Art Howe, who managed the Moneyball-era Oakland A’s in addition to stints as a skipper with the Houston Astros and New York Mets, has been hospitalized with COVID-19 and was in intensive care as of Thursday night, as reported by Houston NBC affiliate KPRC.
Howe, 73, was well enough to do interviews with both KPRC and CBS affiliate KHOU, describing his saga in detail to the former. The former Astros and Cardinals third baseman fell ill on Sunday, May 3, got tested for coronavirus, and went into isolation. His symptoms, including chills and fatigue, worsened, and he went to the hospital in an ambulance on Tuesday.
Howe told KPRC that while he is slowly improving, he still cannot taste anything. He must be fever-free for 24 hours before he can be released from the hospital.
The news of Howe’s hospitalization puts the importance of current negotiations between Major League Baseball and the players into even sharper focus than it already has been, especially the unique situation that the MLBPA finds itself in of negotiating not only for the safety of its own members, but for everyone who would be involved in an attempt to start the 2020 season.
It’s the players, through their union, who have the ability to refuse to get back to work and put themselves and anyone they would come into contact with, at greater risk than everyone already is amid a pandemic.
While the public debate between labor and management has had a lot to do with money, as evidenced by 2018 American League Cy Young winner Blake Snell saying, “I gotta get my money,” the wider-ranging concerns have been voiced as well. As Washington Nationals reliever Sean Doolittle tweeted earlier this week, “We also want everyone it would require to resume a baseball season to be as safe as possible.”
That, of course, includes managers, who do not have a voice in the debate. Not that there aren’t players who fit into the high-risk category due to underlying medical conditions, but coronavirus has been particularly dangerous for older people, and 16 of MLB’s 30 managers are over the age of 50, including seven over the age of 60. Dusty Baker, named manager of the defending American League champion Astros after A.J. Hinch was suspended and subsequently fired for his role in the Houston sign-stealing scandal, is the oldest current manager in the majors, with his 71st birthday coming up next month.

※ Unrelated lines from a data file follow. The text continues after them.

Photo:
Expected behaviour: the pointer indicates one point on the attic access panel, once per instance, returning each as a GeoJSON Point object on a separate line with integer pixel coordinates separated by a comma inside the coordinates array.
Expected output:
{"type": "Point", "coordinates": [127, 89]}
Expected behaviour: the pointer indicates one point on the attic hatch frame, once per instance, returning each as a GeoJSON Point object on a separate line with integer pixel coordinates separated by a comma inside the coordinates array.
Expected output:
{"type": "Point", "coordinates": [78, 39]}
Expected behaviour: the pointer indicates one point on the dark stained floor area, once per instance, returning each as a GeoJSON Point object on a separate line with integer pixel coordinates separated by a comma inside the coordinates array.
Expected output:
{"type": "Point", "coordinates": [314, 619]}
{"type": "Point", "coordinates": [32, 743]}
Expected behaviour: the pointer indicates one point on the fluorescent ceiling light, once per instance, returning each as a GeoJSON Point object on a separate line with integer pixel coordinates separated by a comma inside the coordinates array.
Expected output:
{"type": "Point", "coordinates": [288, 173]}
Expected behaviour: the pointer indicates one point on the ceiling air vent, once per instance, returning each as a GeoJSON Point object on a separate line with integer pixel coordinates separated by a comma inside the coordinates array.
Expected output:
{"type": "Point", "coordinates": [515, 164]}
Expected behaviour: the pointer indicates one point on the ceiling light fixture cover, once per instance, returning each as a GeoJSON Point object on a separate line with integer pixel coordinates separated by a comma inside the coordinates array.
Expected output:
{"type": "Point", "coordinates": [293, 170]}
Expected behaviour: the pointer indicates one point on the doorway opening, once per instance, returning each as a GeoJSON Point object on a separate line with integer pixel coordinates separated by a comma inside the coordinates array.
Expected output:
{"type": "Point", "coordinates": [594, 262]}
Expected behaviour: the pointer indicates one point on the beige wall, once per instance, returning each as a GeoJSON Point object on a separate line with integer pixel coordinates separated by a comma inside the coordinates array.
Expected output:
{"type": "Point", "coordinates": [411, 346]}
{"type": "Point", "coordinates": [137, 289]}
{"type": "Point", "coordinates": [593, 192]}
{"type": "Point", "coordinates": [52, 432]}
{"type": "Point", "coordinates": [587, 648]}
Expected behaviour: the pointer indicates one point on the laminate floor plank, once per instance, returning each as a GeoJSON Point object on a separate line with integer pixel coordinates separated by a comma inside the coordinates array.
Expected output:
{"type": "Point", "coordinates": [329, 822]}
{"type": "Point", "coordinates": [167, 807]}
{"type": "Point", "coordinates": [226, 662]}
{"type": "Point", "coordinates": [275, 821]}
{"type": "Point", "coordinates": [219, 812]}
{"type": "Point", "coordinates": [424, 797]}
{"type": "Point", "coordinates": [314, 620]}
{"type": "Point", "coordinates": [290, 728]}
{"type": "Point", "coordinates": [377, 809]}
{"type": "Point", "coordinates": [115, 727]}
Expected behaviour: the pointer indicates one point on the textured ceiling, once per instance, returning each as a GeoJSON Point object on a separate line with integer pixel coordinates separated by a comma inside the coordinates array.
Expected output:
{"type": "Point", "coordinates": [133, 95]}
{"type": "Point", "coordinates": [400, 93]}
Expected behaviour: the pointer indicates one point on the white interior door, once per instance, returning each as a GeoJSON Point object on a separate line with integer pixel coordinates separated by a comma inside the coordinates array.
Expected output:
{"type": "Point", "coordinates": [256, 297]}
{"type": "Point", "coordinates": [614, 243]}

Plenty of major league coaches also are in their 50s and 60s, too, and that’s not to mention the unknown health risks for all the people not directly employed by Major League Baseball who would be necessary to get a season up and running. Bus drivers, hotel workers, food service employees, and all of their families would be asked to risk exposure to the virus to make it happen.
MLB reportedly has a plan to be able to test 3,000-plus people — players and support staff — for coronavirus, but even putting aside the ethical conundrum about testing people to be able to have a baseball season when there aren’t enough tests to go around for essential workers, what happens if the tests aren’t perfectly accurate and COVID-19 starts working its way through the majors? That’s a real and legitimate concern, and should give pause to anyone thinking about booting up an entertainment product so that the owners can keep making their yacht payments — sorry, so that they can “give hope to people” or whatever.
Lives are at stake. Art Howe is in the ICU. Major League Baseball doesn’t need to send more of its own to join him.